Some states require you to formally dissolve your business before obtaining a tax clearance or consent to dissolution from the state tax board, declaring that all of your business taxes have been paid.
The rules and forms involved with dissolving a business entity are usually posted on your state’s Secretary of State’s website. If you’ve been doing business as a partnership, you may have to file a dissolution form with the state, especially if you filed paperwork with the state when you first formed your partnership.
Should I Liquidate Assets or File for Bankruptcy?
If you’ve run up business debts and have concerns that you’ll never repay them, you may want to consider selling your business’s assets to pay off debts as best as you can and move on. There are three main ways to proceed with this process:
- Sell your assets and negotiate with your creditors to agree on a settlement that releases you from further liability
- Hire a company or law firm that specializes in this process
- File for bankruptcy, let the court sell your assets, and wipe out the remaining debt.
Bankruptcy is a powerful tool. It may wipe out most unsecured debts, such as credit card bills, lawsuit judgments, and debts to suppliers. Bankruptcy may give you a fresh start. However, if one of the other options fits your situation, it will likely be less expensive, time-consuming, and gut-wrenching than bankruptcy. The liquidation option that works best for you will depend on the size of your business, the amount of debt your business has, and the type of business you operate.
If the value of your business assets is nearly enough to pay off your debts, you might be able to sell your assets and settle your debts yourself without bankruptcy. If you have a lot of debts but creditors won’t accept your settlement offers, or if you don’t have enough cash to offer a settlement, bankruptcy is likely your best option.
Business debts become personal debts if your business is organized as a sole proprietorship. In these cases, you can file for Chapter 7 bankruptcy, which will wipe out the majority of your debts, or for Chapter 13 bankruptcy, which allows you to repay your debts over time.

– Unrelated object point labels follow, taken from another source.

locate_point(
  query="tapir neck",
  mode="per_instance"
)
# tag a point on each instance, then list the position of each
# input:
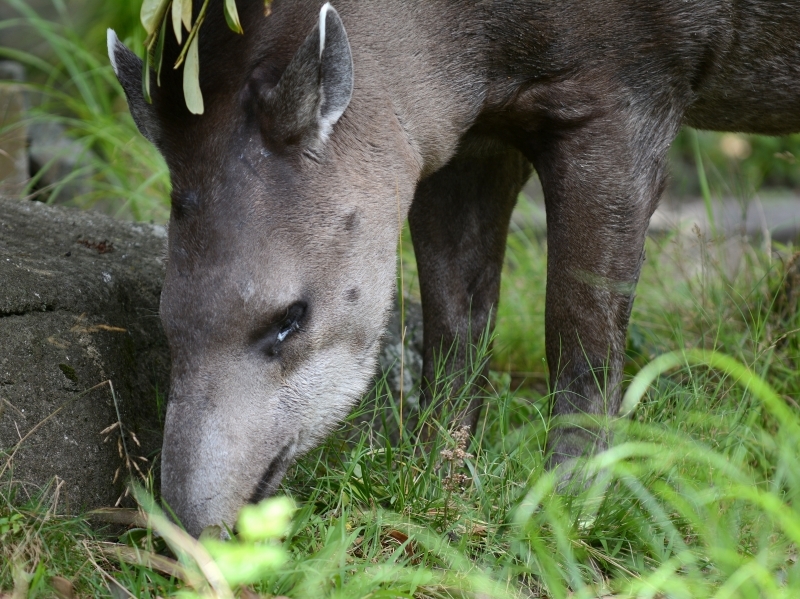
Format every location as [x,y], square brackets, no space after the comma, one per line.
[429,70]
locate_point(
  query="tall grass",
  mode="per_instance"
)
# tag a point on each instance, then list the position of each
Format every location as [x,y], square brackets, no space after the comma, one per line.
[77,90]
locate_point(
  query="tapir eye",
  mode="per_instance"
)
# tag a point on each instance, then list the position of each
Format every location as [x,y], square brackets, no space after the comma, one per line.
[269,337]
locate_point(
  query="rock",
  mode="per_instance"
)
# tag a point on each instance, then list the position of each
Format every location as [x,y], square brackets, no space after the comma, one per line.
[79,298]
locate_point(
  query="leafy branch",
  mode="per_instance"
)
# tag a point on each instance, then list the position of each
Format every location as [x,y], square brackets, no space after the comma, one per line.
[156,17]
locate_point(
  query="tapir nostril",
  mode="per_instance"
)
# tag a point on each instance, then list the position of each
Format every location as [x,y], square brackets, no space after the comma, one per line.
[266,486]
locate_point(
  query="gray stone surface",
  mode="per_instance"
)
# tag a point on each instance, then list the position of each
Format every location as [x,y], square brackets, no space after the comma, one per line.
[72,315]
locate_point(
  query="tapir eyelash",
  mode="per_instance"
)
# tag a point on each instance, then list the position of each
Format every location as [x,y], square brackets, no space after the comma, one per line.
[291,327]
[269,337]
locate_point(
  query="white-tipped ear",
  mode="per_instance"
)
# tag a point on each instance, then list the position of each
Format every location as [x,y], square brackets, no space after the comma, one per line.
[323,13]
[111,41]
[128,69]
[314,90]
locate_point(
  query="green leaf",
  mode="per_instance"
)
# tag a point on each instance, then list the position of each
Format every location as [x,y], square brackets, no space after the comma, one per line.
[159,52]
[232,17]
[266,520]
[244,564]
[151,14]
[177,12]
[186,14]
[191,79]
[146,78]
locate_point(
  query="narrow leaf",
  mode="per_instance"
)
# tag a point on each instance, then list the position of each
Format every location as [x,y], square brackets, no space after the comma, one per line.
[191,79]
[159,52]
[151,14]
[186,14]
[177,9]
[232,17]
[146,78]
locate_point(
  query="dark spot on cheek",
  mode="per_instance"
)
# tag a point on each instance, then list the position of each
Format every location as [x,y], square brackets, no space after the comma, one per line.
[351,221]
[185,203]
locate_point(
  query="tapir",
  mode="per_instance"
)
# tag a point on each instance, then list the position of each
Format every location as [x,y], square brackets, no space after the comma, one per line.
[326,127]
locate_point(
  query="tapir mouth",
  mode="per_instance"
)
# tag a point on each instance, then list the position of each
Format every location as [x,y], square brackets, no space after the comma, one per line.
[273,474]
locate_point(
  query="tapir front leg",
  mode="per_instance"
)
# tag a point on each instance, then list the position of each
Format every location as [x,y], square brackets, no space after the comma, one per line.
[459,223]
[601,183]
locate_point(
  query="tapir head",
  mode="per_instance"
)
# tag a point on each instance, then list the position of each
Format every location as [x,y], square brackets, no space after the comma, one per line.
[287,194]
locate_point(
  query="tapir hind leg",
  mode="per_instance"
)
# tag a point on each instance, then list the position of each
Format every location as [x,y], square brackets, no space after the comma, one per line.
[459,224]
[601,182]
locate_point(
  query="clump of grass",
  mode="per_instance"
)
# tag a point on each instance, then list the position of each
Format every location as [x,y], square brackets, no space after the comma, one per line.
[124,174]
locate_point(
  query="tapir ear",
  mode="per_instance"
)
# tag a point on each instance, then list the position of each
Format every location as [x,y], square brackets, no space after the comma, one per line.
[315,88]
[128,68]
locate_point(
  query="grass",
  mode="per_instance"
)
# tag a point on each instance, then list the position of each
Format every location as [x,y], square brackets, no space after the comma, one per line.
[696,498]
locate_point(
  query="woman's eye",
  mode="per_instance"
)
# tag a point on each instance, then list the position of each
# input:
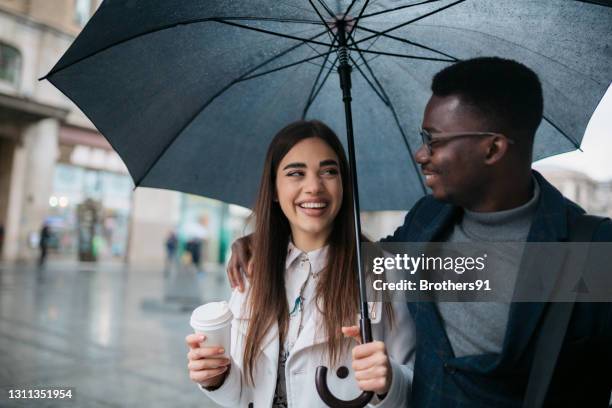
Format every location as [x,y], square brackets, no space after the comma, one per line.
[332,172]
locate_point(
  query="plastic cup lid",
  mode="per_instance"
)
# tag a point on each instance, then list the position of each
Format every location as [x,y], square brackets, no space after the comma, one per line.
[212,313]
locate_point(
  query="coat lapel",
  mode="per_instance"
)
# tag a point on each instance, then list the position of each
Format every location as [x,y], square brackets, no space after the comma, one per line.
[549,225]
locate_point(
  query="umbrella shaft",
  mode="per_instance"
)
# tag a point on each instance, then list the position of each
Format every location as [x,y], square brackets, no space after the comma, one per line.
[344,70]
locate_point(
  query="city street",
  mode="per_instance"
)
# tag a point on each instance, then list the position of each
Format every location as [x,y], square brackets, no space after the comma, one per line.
[103,330]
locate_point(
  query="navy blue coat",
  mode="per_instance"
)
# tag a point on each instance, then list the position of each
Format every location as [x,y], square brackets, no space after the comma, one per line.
[583,375]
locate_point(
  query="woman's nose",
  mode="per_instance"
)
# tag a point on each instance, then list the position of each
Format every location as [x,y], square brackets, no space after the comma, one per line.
[313,184]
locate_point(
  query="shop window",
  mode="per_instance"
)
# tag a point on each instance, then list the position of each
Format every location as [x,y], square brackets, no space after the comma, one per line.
[10,64]
[82,11]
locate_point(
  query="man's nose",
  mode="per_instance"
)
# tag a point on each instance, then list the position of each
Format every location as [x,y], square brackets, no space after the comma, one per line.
[422,155]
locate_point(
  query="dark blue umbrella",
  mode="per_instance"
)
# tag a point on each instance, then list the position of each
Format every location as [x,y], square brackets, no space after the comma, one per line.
[189,93]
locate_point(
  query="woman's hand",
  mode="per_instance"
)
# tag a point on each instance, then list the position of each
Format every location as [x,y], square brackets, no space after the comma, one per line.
[207,365]
[370,363]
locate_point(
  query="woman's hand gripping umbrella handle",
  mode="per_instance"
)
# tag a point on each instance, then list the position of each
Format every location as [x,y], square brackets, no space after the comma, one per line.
[321,376]
[344,71]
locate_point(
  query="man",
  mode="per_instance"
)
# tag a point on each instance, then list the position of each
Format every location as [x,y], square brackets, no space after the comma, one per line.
[478,131]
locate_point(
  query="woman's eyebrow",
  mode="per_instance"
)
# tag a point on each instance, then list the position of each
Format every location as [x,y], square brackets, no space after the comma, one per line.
[329,162]
[295,166]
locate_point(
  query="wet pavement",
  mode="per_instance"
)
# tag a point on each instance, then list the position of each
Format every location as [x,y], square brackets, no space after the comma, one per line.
[104,331]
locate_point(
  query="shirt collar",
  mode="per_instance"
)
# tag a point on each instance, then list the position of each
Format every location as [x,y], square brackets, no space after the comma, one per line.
[317,257]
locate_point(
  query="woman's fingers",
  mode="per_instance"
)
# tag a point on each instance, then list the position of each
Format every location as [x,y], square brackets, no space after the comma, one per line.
[204,376]
[208,364]
[372,367]
[368,349]
[193,340]
[352,331]
[205,352]
[376,385]
[376,371]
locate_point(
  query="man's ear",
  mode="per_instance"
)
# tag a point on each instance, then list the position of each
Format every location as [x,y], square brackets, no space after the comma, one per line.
[497,148]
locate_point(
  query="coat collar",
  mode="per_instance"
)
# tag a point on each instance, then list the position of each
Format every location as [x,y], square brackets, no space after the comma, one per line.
[549,225]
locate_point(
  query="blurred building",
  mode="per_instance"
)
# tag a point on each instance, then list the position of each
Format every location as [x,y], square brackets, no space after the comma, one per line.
[56,169]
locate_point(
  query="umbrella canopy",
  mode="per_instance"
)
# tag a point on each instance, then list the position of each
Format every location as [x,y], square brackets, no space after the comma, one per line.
[189,93]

If your business is a corporation or LLC, the decision will depend on whether you are personally liable for any of the business’s debts. Generally, you won’t need to file for personal bankruptcy to escape business debts because you are not personally responsible for them. Therefore, a corporation or an LLC is a separate legal entity and will be liable. If your business can’t repay all of its debts, consider negotiating a settlement with your creditors, assigning your debts to another company, or filing Chapter 7 bankruptcy. Whatever business debts can’t be paid will be erased at the end of the bankruptcy case.
You are personally liable for business debts when you’re in a partnership. In almost all cases, you’ll need to file for Chapter 7 personal bankruptcy to wipe out those debts. You can try to negotiate with your creditors or assign your debts to another company, but those tactics are more complicated when other partners are partially responsible for debts.
Partnerships rarely file for Chapter 7 bankruptcy. Chapter 7 bankruptcy doesn’t rid the partners of their personal liability for any of the business’s debts. Chapter 7 bankruptcy makes it easier for creditors to reach the partners’ personal assets because bankruptcy trustees can sue partners personally to recover the partnership’s debts.
Do I Need a Lawyer for Help with Business Issues?
Going out of business can sometimes be a complex challenge. However, they may be ways to minimize losses and shift some of the impacts through careful review and planning. You may wish to hire a business lawyer if you need help with the process. Your attorney can ensure that no loose ends are left undone and advise you on how to proceed.